A punto ya de marcharse, Matt le hizo una pregunta que había querido formularle toda la velada.

– ¿Le gusta navegar, Ophélie? -inquirió con cautela y expresión esperanzada.

Aparte del arte, la navegación siempre había sido una de sus pasiones, y además casaba a la perfección con su naturaleza solitaria.

– Hace años que no navego, pero antes me encantaba. De niña navegaba cada verano en la Bretaña, y también en Cape Cod cuando iba a la universidad.

– En la laguna tengo anclado un pequeño velero con el que salgo de vez en cuando. Me encantaría que me acompañara algún día si le apetece. Es un barco muy sencillo de madera que yo mismo restauré cuando me trasladé aquí.

– Me gustaría verlo y también salir a navegar con usted algún día -aseguró Ophélie con entusiasmo.

– La llamaré la próxima vez que salga -prometió Matt, complacido al saber que le gustaba navegar.

Ya tenían otra cosa en común, e intuía que sería divertido salir en barco con ella. Era una mujer vivaz, inteligente y enérgica, y su mirada se había iluminado cuando mencionó el velero.

Ophélie y Ted habían salido a navegar un par de veces por la bahía con amigos, pero a su marido nunca le había hecho demasiada gracia. Siempre se quejaba del frío y de la humedad, además de que se mareaba. No era el caso de Ophélie y, aunque no se lo comentó a Matt, era una marinera avezada.
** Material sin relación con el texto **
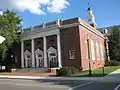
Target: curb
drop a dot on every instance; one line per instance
(60, 78)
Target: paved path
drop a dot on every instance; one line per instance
(16, 84)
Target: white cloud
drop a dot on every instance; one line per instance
(34, 6)
(58, 5)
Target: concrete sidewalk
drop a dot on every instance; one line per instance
(108, 79)
(115, 74)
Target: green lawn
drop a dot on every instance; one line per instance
(97, 72)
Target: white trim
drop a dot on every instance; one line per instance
(59, 49)
(22, 54)
(80, 23)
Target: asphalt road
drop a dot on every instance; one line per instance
(17, 84)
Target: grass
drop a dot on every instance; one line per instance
(97, 72)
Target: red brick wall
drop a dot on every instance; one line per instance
(70, 40)
(85, 62)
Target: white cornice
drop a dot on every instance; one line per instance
(79, 23)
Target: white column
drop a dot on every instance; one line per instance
(45, 51)
(33, 55)
(22, 54)
(59, 49)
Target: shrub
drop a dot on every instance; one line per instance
(67, 71)
(112, 63)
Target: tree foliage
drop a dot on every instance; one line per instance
(114, 43)
(9, 25)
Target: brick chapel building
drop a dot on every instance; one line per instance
(63, 43)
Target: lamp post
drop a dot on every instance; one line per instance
(2, 39)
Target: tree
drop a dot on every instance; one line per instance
(114, 44)
(9, 25)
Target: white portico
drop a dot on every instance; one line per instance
(41, 56)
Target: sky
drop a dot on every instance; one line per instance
(35, 12)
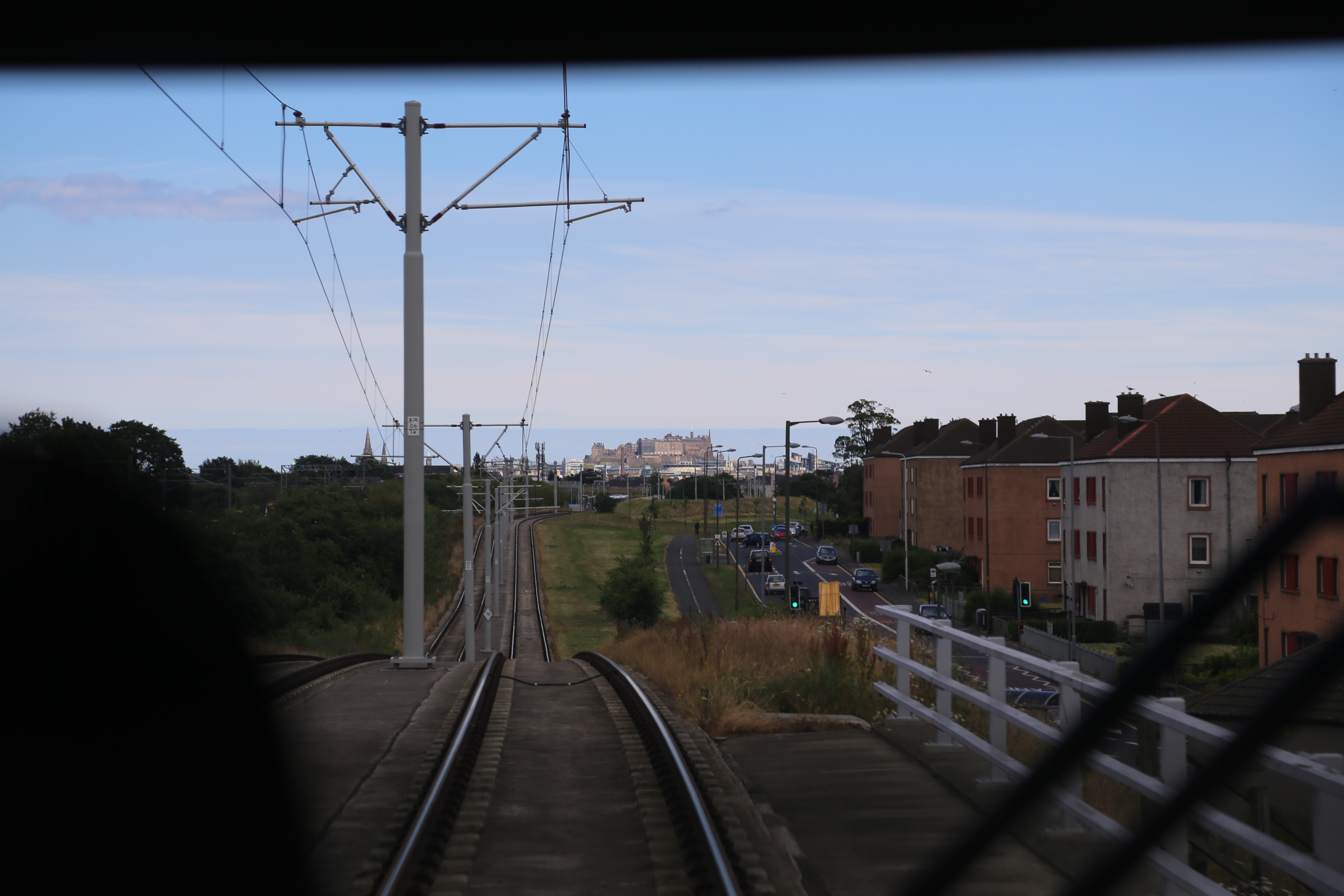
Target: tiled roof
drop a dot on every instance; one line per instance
(1025, 449)
(1327, 428)
(1255, 421)
(1189, 429)
(1242, 699)
(949, 441)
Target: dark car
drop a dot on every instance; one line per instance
(863, 579)
(755, 562)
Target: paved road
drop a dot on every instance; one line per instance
(689, 584)
(1120, 742)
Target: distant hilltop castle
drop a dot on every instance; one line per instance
(664, 452)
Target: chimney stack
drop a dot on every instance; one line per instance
(1130, 405)
(987, 433)
(1099, 418)
(1315, 385)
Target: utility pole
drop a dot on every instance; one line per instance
(413, 127)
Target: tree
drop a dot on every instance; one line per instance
(153, 450)
(634, 593)
(865, 417)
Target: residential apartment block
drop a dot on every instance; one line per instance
(1011, 502)
(1207, 500)
(931, 465)
(1303, 594)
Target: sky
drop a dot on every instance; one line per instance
(957, 237)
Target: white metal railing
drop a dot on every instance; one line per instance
(1094, 663)
(1323, 872)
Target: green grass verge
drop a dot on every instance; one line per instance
(576, 554)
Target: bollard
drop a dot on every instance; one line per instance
(1175, 772)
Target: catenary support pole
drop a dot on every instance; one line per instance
(413, 386)
(468, 573)
(490, 566)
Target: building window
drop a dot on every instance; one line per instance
(1288, 572)
(1199, 492)
(1329, 577)
(1287, 491)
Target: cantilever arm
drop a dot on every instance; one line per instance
(468, 191)
(355, 168)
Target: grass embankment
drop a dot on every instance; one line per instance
(576, 554)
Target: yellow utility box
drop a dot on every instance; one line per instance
(828, 598)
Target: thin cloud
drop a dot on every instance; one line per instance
(85, 197)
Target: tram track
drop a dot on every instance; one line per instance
(448, 841)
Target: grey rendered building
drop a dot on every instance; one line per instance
(1209, 507)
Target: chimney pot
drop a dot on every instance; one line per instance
(1315, 385)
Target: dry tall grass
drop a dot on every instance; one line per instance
(725, 675)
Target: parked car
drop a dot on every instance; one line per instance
(863, 579)
(757, 558)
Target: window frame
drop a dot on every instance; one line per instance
(1329, 578)
(1289, 573)
(1209, 492)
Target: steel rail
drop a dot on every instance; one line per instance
(462, 598)
(439, 808)
(299, 678)
(679, 788)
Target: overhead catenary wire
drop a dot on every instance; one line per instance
(338, 273)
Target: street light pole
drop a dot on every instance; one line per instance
(1072, 500)
(788, 472)
(905, 519)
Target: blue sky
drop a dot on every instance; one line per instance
(952, 238)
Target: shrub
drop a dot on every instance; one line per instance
(632, 593)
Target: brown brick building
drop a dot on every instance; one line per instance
(1011, 503)
(1302, 597)
(932, 488)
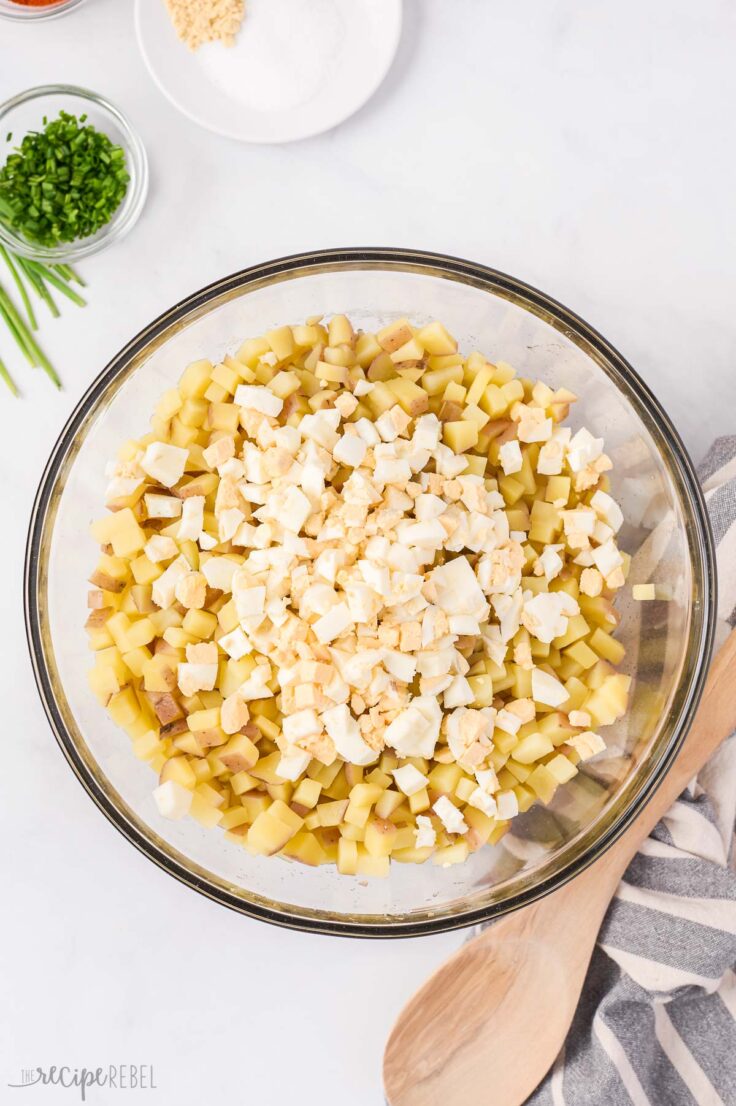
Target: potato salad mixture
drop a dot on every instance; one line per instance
(354, 598)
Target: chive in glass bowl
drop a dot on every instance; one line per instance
(26, 112)
(29, 13)
(666, 533)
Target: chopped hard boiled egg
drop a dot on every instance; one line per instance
(354, 596)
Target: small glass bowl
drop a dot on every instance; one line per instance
(26, 112)
(23, 14)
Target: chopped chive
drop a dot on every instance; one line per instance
(62, 183)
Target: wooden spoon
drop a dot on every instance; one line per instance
(489, 1023)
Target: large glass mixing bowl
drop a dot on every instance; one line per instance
(666, 532)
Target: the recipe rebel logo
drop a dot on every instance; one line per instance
(82, 1080)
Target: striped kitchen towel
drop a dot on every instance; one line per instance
(656, 1022)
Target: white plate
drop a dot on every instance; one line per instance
(298, 66)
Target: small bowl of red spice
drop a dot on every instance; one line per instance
(27, 10)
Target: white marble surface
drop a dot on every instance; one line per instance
(586, 148)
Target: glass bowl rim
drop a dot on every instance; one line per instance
(127, 214)
(449, 268)
(19, 12)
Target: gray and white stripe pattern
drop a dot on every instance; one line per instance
(656, 1023)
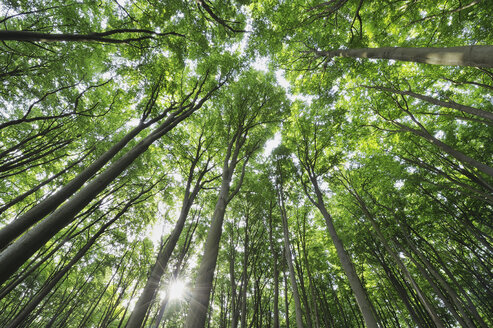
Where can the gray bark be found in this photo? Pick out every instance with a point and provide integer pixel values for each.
(146, 299)
(475, 56)
(22, 249)
(364, 303)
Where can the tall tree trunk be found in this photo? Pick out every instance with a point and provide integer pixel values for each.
(199, 303)
(447, 104)
(475, 56)
(364, 303)
(148, 294)
(428, 306)
(61, 273)
(287, 249)
(38, 212)
(14, 229)
(30, 36)
(275, 270)
(423, 132)
(17, 253)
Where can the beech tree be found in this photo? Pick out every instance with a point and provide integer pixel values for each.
(246, 164)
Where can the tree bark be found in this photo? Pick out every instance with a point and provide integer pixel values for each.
(17, 253)
(148, 294)
(474, 56)
(29, 36)
(199, 303)
(364, 304)
(14, 229)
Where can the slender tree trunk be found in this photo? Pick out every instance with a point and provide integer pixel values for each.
(288, 254)
(197, 314)
(61, 273)
(364, 303)
(276, 271)
(38, 212)
(29, 36)
(148, 294)
(475, 56)
(428, 306)
(447, 104)
(17, 253)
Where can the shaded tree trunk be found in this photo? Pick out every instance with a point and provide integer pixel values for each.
(17, 253)
(475, 56)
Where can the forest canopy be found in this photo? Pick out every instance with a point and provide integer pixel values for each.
(246, 163)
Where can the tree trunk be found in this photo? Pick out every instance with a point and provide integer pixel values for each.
(29, 36)
(17, 253)
(447, 104)
(287, 251)
(428, 306)
(276, 271)
(475, 56)
(364, 304)
(148, 294)
(199, 303)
Pasaba la medianoche cuando Matt se marchó. Había sido una velada muy agradable para ambos. Los dos necesitaban con desesperación contacto humano, si bien no eran conscientes de ello. Los dos necesitaban un amigo y lo habían encontrado en el otro. Era la única clase de relación en la que aún confiaban, la amistad. Pip les había hecho un gran favor al presentarlos.
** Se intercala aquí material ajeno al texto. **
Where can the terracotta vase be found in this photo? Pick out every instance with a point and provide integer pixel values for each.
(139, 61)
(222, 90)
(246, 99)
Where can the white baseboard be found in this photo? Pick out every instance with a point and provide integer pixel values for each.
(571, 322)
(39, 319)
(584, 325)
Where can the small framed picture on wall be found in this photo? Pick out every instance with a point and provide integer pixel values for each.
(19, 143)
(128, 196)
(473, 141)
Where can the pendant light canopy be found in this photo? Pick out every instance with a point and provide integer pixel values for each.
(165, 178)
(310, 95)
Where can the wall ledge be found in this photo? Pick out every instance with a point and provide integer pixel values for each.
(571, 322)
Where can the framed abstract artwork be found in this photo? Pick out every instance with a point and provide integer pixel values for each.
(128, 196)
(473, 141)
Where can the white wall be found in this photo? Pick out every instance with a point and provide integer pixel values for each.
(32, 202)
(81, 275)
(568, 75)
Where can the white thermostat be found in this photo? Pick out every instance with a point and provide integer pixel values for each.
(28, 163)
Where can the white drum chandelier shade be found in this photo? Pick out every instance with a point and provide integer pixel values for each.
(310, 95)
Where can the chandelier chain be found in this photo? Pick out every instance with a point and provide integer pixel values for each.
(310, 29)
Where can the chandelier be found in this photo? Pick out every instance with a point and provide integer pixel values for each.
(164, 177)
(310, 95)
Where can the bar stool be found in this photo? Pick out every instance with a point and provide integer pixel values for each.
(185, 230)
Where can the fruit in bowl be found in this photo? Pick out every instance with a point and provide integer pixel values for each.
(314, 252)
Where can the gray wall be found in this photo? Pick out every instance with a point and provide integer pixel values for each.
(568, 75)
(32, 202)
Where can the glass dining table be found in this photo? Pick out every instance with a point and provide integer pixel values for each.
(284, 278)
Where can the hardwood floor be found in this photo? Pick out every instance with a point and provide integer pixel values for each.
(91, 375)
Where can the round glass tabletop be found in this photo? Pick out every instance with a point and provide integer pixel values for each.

En cuanto Matt se fue, Ophélie apagó las luces, entró sin hacer ruido en la habitación de Pip y sonrió al verla en su cama. Mousse dormía al pie de la cama y ni se movió siquiera cuando Ophélie se acercó. Alisó los suaves rizos rojizos de su hija y se inclinó para besarla. Aquella noche había quedado desmantelada otra pieza del robot, y muy despacio resurgía la mujer que había sido.